Pair Corralation between OMX Copenhagen and Tryg AS
Assuming the 90 days trading horizon OMX Copenhagen All is expected to under-perform the Tryg AS. In addition to that, OMX Copenhagen is 1.57 times more volatile than Tryg AS. It trades about -0.13 of its total potential returns per unit of risk. Tryg AS is currently generating about 0.01 per unit of volatility. If you would invest 16,170 in Tryg AS on August 25, 2024 and sell it today you would earn a total of 10.00 from holding Tryg AS or generate 0.06% return on investment over 90 days.

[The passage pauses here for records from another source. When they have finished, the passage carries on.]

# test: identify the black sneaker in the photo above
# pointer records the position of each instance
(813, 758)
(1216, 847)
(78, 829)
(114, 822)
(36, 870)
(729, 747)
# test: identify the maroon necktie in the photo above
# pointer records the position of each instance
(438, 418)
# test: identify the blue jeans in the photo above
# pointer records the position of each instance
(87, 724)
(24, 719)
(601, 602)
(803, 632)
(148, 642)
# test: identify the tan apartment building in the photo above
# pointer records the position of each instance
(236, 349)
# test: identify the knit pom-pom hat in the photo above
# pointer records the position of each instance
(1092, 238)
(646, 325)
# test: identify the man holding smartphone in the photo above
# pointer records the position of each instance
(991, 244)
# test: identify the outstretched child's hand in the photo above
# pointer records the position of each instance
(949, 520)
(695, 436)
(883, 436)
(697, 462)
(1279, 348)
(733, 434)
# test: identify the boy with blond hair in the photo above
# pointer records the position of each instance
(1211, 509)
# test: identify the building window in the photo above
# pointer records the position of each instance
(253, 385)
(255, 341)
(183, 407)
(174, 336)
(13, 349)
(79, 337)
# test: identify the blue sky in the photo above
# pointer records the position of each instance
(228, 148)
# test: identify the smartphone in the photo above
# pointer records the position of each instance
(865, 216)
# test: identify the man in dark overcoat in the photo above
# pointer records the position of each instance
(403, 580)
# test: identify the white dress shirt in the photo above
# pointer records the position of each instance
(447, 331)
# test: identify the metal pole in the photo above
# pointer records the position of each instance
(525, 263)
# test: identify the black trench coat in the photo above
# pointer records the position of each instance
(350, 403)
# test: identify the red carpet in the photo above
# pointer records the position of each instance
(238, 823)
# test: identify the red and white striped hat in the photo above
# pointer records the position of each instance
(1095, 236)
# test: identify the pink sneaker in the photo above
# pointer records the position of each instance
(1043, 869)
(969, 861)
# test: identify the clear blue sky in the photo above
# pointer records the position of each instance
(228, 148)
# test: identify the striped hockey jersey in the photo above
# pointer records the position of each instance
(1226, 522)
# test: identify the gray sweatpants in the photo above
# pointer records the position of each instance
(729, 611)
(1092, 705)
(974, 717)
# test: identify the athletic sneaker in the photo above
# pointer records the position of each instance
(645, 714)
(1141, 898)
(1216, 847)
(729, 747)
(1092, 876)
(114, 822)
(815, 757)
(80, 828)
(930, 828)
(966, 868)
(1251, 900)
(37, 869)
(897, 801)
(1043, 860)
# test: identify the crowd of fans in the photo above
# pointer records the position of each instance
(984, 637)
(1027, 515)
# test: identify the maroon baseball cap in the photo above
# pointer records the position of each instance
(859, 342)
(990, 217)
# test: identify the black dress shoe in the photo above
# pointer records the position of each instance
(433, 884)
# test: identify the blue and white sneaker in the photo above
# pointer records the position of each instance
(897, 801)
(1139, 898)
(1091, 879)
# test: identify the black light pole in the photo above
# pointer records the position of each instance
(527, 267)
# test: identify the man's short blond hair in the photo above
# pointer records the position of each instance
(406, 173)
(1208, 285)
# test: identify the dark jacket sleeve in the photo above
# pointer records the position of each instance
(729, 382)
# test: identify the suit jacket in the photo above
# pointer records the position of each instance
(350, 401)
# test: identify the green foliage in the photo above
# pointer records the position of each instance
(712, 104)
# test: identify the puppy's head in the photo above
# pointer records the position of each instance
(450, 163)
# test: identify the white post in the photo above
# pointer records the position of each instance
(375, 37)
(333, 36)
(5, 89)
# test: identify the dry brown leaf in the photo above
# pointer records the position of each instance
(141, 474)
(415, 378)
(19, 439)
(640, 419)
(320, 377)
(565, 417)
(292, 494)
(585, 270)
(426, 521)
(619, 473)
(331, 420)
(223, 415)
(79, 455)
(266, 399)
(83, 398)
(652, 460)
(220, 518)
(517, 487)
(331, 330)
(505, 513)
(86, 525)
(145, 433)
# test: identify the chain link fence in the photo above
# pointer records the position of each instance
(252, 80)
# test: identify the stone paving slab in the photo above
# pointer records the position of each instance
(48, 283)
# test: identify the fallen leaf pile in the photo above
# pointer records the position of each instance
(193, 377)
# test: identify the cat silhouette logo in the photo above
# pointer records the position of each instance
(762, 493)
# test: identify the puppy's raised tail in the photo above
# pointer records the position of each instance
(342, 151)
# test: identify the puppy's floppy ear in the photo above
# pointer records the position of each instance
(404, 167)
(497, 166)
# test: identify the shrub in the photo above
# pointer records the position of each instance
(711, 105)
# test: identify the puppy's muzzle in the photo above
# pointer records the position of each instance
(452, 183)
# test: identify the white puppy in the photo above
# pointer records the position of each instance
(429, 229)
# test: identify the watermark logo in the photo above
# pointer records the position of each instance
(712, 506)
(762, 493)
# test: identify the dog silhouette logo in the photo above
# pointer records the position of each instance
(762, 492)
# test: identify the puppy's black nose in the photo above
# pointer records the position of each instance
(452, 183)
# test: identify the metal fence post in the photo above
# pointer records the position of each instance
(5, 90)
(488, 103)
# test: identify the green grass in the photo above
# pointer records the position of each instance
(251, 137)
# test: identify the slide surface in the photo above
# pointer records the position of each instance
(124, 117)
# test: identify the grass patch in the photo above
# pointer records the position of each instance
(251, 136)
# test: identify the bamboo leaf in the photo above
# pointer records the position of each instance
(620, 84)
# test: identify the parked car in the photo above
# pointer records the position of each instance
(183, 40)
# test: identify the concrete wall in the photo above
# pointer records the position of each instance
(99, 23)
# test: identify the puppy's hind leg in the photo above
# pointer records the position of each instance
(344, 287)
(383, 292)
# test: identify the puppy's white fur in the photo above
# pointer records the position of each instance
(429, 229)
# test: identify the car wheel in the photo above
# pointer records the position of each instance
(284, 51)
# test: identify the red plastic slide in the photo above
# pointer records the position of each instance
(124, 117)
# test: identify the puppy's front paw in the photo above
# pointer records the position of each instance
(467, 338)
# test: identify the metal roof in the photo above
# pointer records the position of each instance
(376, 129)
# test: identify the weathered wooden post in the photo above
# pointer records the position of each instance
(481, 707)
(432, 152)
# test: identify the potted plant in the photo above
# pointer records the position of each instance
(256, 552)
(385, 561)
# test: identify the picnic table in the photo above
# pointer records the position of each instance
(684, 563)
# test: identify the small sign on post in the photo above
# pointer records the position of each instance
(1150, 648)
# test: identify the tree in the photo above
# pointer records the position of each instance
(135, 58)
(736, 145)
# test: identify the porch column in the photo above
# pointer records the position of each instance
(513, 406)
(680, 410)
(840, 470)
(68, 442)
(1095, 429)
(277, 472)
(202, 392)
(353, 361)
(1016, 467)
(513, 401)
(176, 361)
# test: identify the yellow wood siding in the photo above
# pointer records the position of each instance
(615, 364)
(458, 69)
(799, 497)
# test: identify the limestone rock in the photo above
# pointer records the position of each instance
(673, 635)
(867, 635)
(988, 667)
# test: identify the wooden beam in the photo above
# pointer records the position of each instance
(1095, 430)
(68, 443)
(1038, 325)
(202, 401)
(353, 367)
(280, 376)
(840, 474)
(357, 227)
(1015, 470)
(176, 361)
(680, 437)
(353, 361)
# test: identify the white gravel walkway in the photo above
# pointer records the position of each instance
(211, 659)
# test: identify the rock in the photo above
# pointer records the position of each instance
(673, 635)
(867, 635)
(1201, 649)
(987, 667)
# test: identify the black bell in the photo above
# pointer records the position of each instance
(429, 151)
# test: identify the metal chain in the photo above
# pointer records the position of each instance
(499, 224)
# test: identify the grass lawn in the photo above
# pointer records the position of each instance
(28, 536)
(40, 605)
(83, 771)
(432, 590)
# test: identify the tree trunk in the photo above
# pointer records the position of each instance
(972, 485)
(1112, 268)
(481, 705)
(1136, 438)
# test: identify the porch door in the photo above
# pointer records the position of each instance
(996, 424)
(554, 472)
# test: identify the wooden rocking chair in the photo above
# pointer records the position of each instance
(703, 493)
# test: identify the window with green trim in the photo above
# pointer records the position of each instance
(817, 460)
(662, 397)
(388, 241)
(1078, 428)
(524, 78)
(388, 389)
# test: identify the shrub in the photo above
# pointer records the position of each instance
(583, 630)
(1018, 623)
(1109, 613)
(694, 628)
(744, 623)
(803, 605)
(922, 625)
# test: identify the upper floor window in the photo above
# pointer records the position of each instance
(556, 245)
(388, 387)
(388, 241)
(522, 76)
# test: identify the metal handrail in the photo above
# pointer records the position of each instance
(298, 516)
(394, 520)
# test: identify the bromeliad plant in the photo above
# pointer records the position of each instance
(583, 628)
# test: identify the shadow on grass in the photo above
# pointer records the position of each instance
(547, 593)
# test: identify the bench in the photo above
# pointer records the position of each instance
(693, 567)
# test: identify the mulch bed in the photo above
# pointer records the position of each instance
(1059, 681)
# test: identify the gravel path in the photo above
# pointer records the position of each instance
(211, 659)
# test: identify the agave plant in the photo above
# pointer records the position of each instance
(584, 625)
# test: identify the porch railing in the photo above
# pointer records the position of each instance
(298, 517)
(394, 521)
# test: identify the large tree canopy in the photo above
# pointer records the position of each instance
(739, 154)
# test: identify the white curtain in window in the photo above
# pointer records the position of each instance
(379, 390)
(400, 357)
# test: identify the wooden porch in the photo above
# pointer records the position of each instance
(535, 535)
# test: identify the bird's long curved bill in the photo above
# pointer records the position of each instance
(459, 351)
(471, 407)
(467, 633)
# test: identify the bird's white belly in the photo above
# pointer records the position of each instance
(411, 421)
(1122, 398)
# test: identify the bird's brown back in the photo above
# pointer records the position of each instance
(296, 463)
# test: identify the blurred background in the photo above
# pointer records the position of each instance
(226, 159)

Time Period | 3 Months [change] |
Direction | Moves Against |
Strength | Weak |
Accuracy | 95.65% |
Values | Daily Returns |
OMX Copenhagen All vs. Tryg AS
Performance |
Timeline |
OMX Copenhagen and Tryg AS Volatility Contrast
Predicted Return Density |
Returns |
OMX Copenhagen All
Pair trading matchups for OMX Copenhagen
Tryg AS
Pair trading matchups for Tryg AS
Pair Trading with OMX Copenhagen and Tryg AS
The main advantage of trading using opposite OMX Copenhagen and Tryg AS positions is that it hedges away some unsystematic risk. Because of two separate transactions, even if OMX Copenhagen position performs unexpectedly, Tryg AS can make up some of the losses. Pair trading also minimizes risk from directional movements in the market. For example, if an entire industry or sector drops because of unexpected headlines, the short position in Tryg AS will offset losses from the drop in Tryg AS's long position.OMX Copenhagen vs. Nordea Bank Abp | OMX Copenhagen vs. Moens Bank AS | OMX Copenhagen vs. Strategic Investments AS | OMX Copenhagen vs. Prime Office AS |
Tryg AS vs. Dataproces Group AS | Tryg AS vs. cBrain AS | Tryg AS vs. ALK Abell AS | Tryg AS vs. ChemoMetec AS |
Check out your portfolio center.Note that this page's information should be used as a complementary analysis to find the right mix of equity instruments to add to your existing portfolios or create a brand new portfolio. You can also try the Portfolio Optimization module to compute new portfolio that will generate highest expected return given your specified tolerance for risk.